I'm happy to add that the inReachSE and Explorer models now have a worldwide weather option thanks to OCENS SpotCast (which also works with Iridium Xtreme and Inmarsat IsatPhone Pro texting). Of course it has to be quite succinct to fit the inReach's 160 character maximum, but it looks like OCENS has designed the service cleverly. Each message covers 24 hours in four six-hour forecasts and if you've purchased the 72 hour option -- unlimited forecasts for $8 a month or $80 a year -- you can ask for 1, 2, or 3 days at once. The latter detail is nice because the messages will also come out of your service plan, but note that DeLorme started offering a very flexible Freedom Plan earlier this year.


So how does the DeLorme inReach system compare to the SPOT product family these days? The table found in the inReach brochure (download here) is a start. The only inaccuracies I can see are that SPOT covers much more ocean than "Most Land Masses" suggests and that the only Spot model that can pair with a mobile device is the older Connect. But of course the trick to comparison tables is looking for the lines that the manufacturer who created it left out. In the case of inReach versus EPIRB/PLB I think the missing lines involve international search and rescue authority management and history of reliability. For inReach versus Spot I guess the missing lines relate to cost and simplicity...


In fact, I tried a beta version of the Gen3 Spot last summer and it really is an improvement on previous models. The power options are much more flexible and batteries last a lot longer because the Spot3 stops sending track positions when you stop moving. It will also track indefinitely instead of shutting down after 24 hours. These are important changes because the Spot has become quite popular for boat tracking. But I don't think many boaters use the other features; after all, the "custom message" button only means that you can send a message you already wrote on your Spot website and there are no return messages. I was a Spot fan for many years, but now the technology seems quite dated compared to inReach.
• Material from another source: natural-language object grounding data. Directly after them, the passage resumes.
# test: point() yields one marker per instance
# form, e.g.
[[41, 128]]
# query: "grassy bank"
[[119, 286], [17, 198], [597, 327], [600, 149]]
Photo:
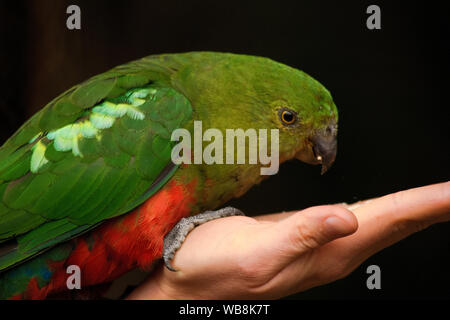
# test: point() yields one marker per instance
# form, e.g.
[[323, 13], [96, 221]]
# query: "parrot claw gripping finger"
[[175, 238]]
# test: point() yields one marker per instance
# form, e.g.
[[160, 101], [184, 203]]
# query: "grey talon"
[[175, 238]]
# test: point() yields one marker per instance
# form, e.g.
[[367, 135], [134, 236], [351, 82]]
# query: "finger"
[[386, 220], [274, 217], [307, 230]]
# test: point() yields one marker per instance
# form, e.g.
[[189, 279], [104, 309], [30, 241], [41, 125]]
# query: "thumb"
[[312, 228]]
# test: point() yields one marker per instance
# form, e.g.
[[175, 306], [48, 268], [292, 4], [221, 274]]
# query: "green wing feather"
[[95, 152]]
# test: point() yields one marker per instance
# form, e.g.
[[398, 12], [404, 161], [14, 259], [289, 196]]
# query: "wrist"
[[152, 288]]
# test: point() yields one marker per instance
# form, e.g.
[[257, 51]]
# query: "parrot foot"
[[175, 238]]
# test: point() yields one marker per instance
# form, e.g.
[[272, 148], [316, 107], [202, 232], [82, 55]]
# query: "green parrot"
[[90, 180]]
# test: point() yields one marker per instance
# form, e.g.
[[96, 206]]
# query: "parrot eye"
[[287, 117]]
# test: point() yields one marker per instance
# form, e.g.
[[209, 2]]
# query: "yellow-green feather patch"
[[38, 158]]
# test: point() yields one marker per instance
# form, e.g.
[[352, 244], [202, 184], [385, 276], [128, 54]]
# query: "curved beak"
[[322, 147]]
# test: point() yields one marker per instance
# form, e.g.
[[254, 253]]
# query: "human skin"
[[272, 256]]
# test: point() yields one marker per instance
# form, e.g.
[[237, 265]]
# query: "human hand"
[[276, 255]]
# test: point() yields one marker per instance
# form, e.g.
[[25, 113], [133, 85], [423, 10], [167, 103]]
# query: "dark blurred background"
[[390, 85]]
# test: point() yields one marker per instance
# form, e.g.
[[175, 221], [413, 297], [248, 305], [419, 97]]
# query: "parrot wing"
[[95, 152]]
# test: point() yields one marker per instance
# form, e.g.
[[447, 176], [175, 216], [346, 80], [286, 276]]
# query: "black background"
[[390, 86]]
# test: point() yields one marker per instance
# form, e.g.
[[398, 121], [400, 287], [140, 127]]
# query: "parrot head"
[[241, 91]]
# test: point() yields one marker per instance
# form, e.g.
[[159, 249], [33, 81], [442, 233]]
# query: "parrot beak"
[[322, 147]]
I was a little surprised, for instance, that the Spot3 doesn't include the Bluetooth and app features already developed for the Connect model, so users could have both standalone and mobile options (like inReach users do). And I didn't see many improvements in the Spot tracking and management site; it still seems complicated to use and still only saves data for 30 days (though there are workarounds like Spot Adventures). Meanwhile, the DeLorme Explore site keeps getting easier to use and yet more powerful, and it has saved years of my tracks and messages now, fun to look through. Obviously I favor inReach. Am I missing something?